NEW TECHNOLOGY AND TRIED AND TRUE TRAINING LEAD TO SAFER HOMES
Barry Beaty, PhD, Colorado State University
"We live in a global economy, one where our own country and pocketbooks function best when other countries' economies are robust and well connected. We are starting to have a real understanding that we are not an island anymore, that any disease can reach us in 24 hours. U.S. investment and international partnerships are needed to protect us from global health diseases."
Most of us think of our homes as a safe place, where we feel protected. But for many people around the world, home can be a dangerous place, where the vast majority of vector-borne infections occur, says global health researcher Barry Beaty, PhD. Beaty works to understand, predict and prevent diseases spread by insects to humans, such as malaria and dengue, which are transmitted to humans mainly through mosquitoes. Around the world, these diseases leave overwhelming sickness and death in their wake. Today, we are seeing a resurgence of these diseases around the world and even in the United States.
Through his program in Mexico, Casa Segura (Safe House), Beaty is using tried and true interventions-such as insecticide treated bed nets- as curtains to prevent vector transmission in homes. He is also working with local companies and workers to make their own products, which boosts their economy. "We live in a global economy, one where our own country and pocketbooks function best when other countries' economies are robust and well-connected," says Beaty.
His global health research also includes the development and use of new technology that equips public health officials with real-time data to better anticipate and respond to impending epidemics, not only for countries where the research is being conducted, but also for the U.S. These same technology approaches are being used to detect and prevent West Nile and Lyme disease.

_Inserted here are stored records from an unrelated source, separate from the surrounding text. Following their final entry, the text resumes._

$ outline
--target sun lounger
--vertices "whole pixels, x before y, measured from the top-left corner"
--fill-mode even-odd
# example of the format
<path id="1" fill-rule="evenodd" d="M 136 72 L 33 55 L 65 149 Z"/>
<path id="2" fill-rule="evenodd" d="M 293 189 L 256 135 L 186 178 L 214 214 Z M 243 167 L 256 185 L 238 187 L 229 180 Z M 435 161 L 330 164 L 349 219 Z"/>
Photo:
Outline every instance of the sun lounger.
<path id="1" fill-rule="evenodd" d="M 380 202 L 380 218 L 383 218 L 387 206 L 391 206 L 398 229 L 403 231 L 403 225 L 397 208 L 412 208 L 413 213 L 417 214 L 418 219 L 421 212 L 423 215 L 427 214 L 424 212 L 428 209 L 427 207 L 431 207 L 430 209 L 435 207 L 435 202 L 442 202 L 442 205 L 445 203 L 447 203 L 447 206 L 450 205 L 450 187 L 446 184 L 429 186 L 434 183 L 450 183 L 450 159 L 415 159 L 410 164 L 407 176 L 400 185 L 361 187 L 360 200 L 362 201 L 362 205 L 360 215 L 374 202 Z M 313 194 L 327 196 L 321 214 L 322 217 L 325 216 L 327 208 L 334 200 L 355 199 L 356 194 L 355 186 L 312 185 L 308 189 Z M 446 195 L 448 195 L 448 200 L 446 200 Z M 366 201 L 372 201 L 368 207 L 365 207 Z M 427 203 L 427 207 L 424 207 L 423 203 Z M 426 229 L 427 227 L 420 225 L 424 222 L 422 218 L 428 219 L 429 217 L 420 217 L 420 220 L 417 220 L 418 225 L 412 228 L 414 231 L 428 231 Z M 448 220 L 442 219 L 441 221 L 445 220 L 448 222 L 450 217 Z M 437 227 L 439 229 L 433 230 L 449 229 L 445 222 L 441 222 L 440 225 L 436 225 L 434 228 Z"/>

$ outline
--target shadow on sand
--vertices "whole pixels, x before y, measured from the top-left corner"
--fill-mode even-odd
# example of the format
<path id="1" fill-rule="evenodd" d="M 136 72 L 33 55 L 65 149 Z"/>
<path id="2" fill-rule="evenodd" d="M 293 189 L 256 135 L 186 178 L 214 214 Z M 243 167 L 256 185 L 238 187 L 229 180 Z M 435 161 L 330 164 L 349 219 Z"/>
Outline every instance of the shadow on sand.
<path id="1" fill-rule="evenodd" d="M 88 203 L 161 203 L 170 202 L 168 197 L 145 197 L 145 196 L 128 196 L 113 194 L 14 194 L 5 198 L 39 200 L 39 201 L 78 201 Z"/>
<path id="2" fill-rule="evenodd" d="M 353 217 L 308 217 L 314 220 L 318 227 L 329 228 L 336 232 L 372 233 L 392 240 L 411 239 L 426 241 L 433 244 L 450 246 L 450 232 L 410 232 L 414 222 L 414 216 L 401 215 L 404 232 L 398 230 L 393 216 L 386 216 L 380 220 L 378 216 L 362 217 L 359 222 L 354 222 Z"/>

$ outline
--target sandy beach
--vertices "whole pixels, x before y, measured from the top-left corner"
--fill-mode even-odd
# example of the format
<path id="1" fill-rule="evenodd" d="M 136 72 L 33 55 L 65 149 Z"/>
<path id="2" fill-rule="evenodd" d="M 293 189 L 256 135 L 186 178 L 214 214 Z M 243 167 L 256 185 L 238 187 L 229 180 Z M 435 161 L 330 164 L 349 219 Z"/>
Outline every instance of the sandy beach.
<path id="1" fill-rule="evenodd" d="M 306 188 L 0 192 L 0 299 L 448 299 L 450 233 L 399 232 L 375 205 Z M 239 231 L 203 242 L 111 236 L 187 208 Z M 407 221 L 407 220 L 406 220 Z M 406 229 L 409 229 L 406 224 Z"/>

Beaty stresses that U.S. support of global health research is essential, more so now than ever. "Many of the diseases I work on have huge implications for health, not only on people's health, but on the health of livestock. Introduction of new veterinary diseases could translate into billions of dollars lost in the agriculture community," cautions Beaty. "Health delivers the biggest bang for our buck; put in perspective, the very minor proportion of our economic dollar that is spent on global health research is arguably the most effective way we can protect ourselves from diseases. If we were to pull back now, the resurgence of some diseases would lead to detrimental effects worldwide."